I gamed them first, so let me be fair
Back in 2023 FundingPips terminated me too, and I will be honest about why. I was running a stack of five-thousand-dollar accounts and one-shotting them, big single swings, because the math is simple: buy fifteen challenges, you only need one or two to hit and you are in profit. I was treating their model like a lottery I had an edge on. They blocked it. That part was fair. I was exploiting the product and they closed the hole.
What came after is the part I have a problem with.
The rules are the business model
To stop people doing what I did, they did not just patch the exploit. They buried everyone under rules. One percent risk per trade. Forced changes of asset. Consistency requirements. Restrictions that have nothing to do with whether you can actually trade, and everything to do with making the challenge harder to pass. A good trader now fails on the rules, not on the market.
And that is the whole trick, because a prop firm is a casino. The house sets the math, and the house has to win. When most of the revenue is challenge fees from people who fail, “fair to good traders” and “profitable for us” pull in opposite directions. So when the payouts start biting and the company starts losing money, the rules tighten and the terminations begin. Shared device ID. One-sided exposure. There is always a clause. Even a trader who did everything right can be told, after the fact, that they did it wrong.

Call it what you want. To me it is a scam with a compliance department: a business that sells you a dream, changes the rules the moment the dream starts paying out, and deletes the account before it has to send the wire. The wave of FundingPips terminations people are posting right now is not a run of bad luck. It is the model doing exactly what it is built to do.

You can get your money back, and most people never try
This is the part I want every scammed trader to read, so here it is in plain terms. If you bought your challenges with Revolut, or any bank with real chargeback protection, you can dispute the charges and claw back everything you spent on them. People are winning these right now, getting every euro of challenge fees returned.
It works as a “service not as described” dispute: you paid for a fair funded account, they terminated you on a technicality and kept your money, and that is exactly the ground the dispute stands on. It is not a magic button, the bank reviews each case and leaning too hard on an account has its own risk, but it works, and almost nobody even opens the claim. If a prop firm scammed you, do not just post the screenshot. Check what you paid with, and open the dispute.
The way out is to stop renting a rigged game
Here is what I actually do instead, and why I think it is the only real answer.
If you have a strategy and you half know how to trade, you can script it into a bot. I build mine on cTrader through its API, not a MetaTrader EA, because MetaTrader is too clunky and slow for this, running on a small server connected straight to the broker. With Claude you describe the logic, check it, and iterate in a few sessions instead of a few months. Then you backtest it over five or ten years of real data. The backtest tells you the truth: this strategy is strong on these assets and worthless on those, so the bot only ever trades the ones that actually work.
That backtest is the only honest proof you can trade. A live trader runs on feeling, I think this one is good, let me size up. If it wins, he decides his strategy is real, when often it was just noise. The math underneath is merciless: you can lose twenty in a row and then win twenty in a row, and the edge is real the whole time. But a human who has just lost twenty in a row loses hope and quits, right before the turn. The bot does not lose hope. It is static. It does not feel the streak. It keeps executing the thing the data already proved.
So you put it on a live account, your own capital, and it runs. No one percent rule someone else invented. No forced asset rotation. No risk department deciding, after your best month, that your device ID looks suspicious. It is your money, your strategy, your machine.

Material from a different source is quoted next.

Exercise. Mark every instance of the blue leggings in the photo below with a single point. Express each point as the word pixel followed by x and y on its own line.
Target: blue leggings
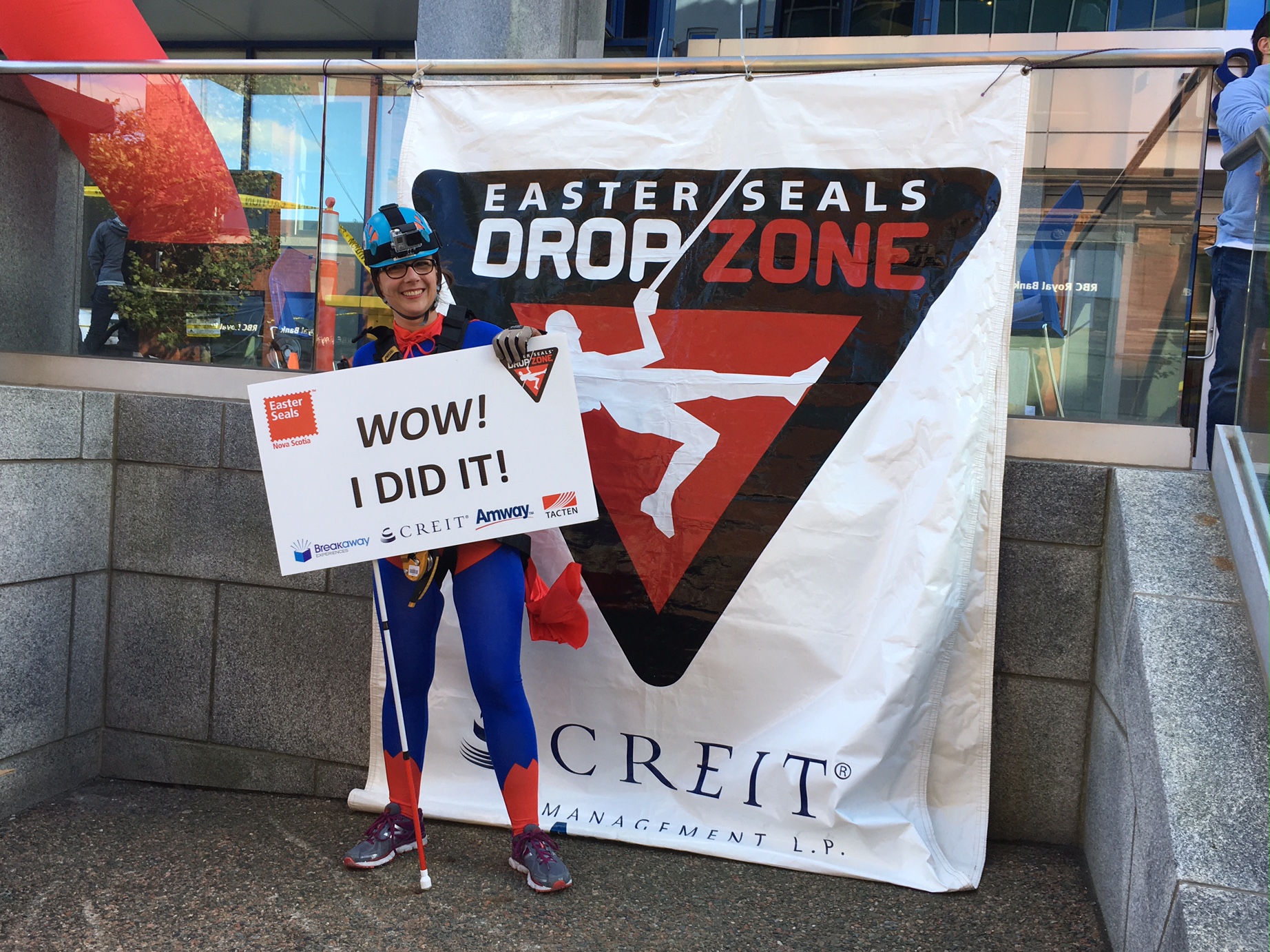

The prop firm needs you to lose. That is where its money comes from. A bot on your own account is the first setup I have traded where nobody on the other side is rooting against me. That is the whole thing: own the game, do not rent it.
None of this is financial advice, and trading your own capital can lose it too. But at least the math is yours, and nobody can email you to say the game is over. If you want the groundwork, here is what a prop firm really is from the inside, and how I run everything with AI.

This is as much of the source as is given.